Queer sexualities expose the social limitations of sexual difference,
and disenfranchise the role of gender from it's power base. If the mandate
of hetrosexuality is desire for one's sexual opposite, of desire located
in difference, then the same sex desire can be seen as a type of sexual
indifference. (2) In essence this unequivocal ideological difference expresses
an incompatible socio-sexual power structure, whereby the sexuality inherent
to queer identities destabilises hetrosexual hegemony, based as it is on
homophobia and misogyny.
As expressed above, the strength of our political resources lies in
our diversity and quintessential to that diversity is our sexual indifference.
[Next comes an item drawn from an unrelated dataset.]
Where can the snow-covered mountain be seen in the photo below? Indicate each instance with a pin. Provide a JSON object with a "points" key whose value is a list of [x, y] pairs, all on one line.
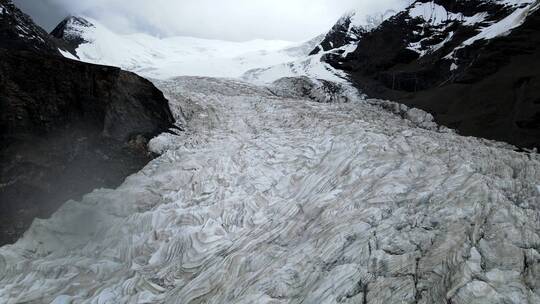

Through this we challenge the foundations of generalised social constructions
simply by existing. Beware liberalist attempts to promote socio-cultural
integration through redemptive efforts to 'domesticise' queer sexuality,
whether this policing be from without or within. Legistlatory equality,
even the wish for an integrated gay lifestyle, should not be at the cost
of our diverse cross-cultural heritage, socio-sexual structures, or aesthetic
integrity. Under the totem of Pride lets not assume an indigent authority
as to the political orchestration and cultural representation of whatever
we perceive Pride to be. To do this, to the detriment of the fragmented
whole, would be to disenfranchise ourselves from the political and social
potientals of a multifaceted, multidisciplined resistance uncircumvented
and uncalculated by homophobic and misogynistic discourse.